Unfortunately, it doesn’t work the other way around. If you’re in a county where the limit is $417,000, and you want to buy a home at $500,000, even if the appraiser were to establish $500,000 as the fair market value, you still could not be approved over the $417,000 limit. The VA will only approve the lower value between the county limit and appraised value of the home. This can cause consternation, especially when the appraised value of the home isn’t that much higher than the county loan limit. However, in these situations, all hope is not lost. In the event that the borrower wishes to buy a home that is more expensive than the county loan limit in which the home is, the borrower can make up the difference in their down payment.

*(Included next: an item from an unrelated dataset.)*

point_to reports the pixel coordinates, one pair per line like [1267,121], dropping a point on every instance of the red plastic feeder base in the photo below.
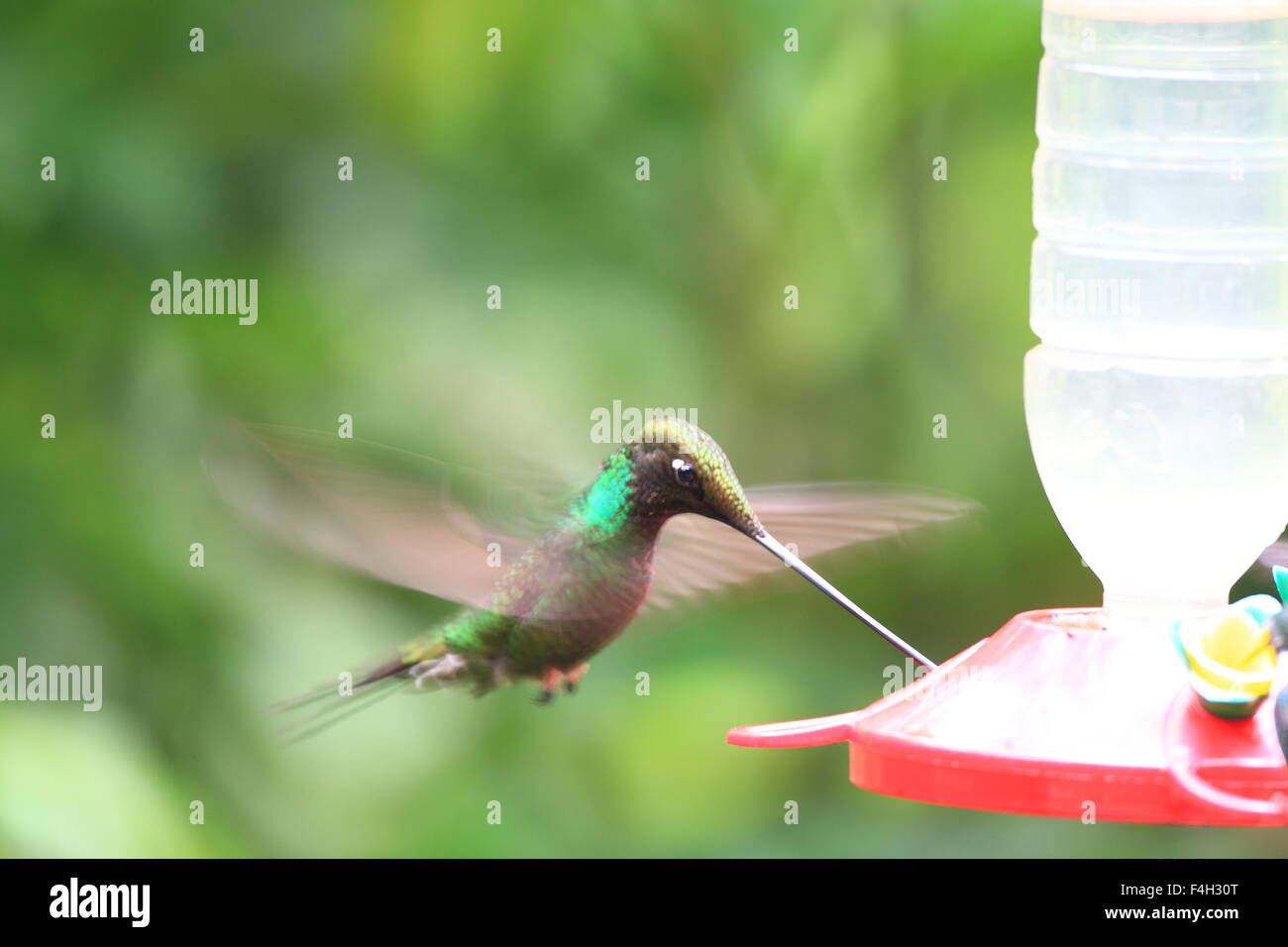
[1057,715]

One of the great things about the VA loan program is that VA loans do not require a down payment at all. If you don’t make a down payment or make a small one, you’ll pay a larger funding fee to the VA and have a larger monthly payment throughout the mortgage because you’re paying off more principal, but it can be a great option for those who don’t have enough money saved up for a down payment to still be able to get the home they want and need. But paying a down payment to get the loan amount low enough to be under the county limit can be a great way to get the home you really want. As always, it’s wise to get a lender involved as soon as possible in your house hunting so fewer things catch you by surprise and you can make the best decision for your budget in the long run.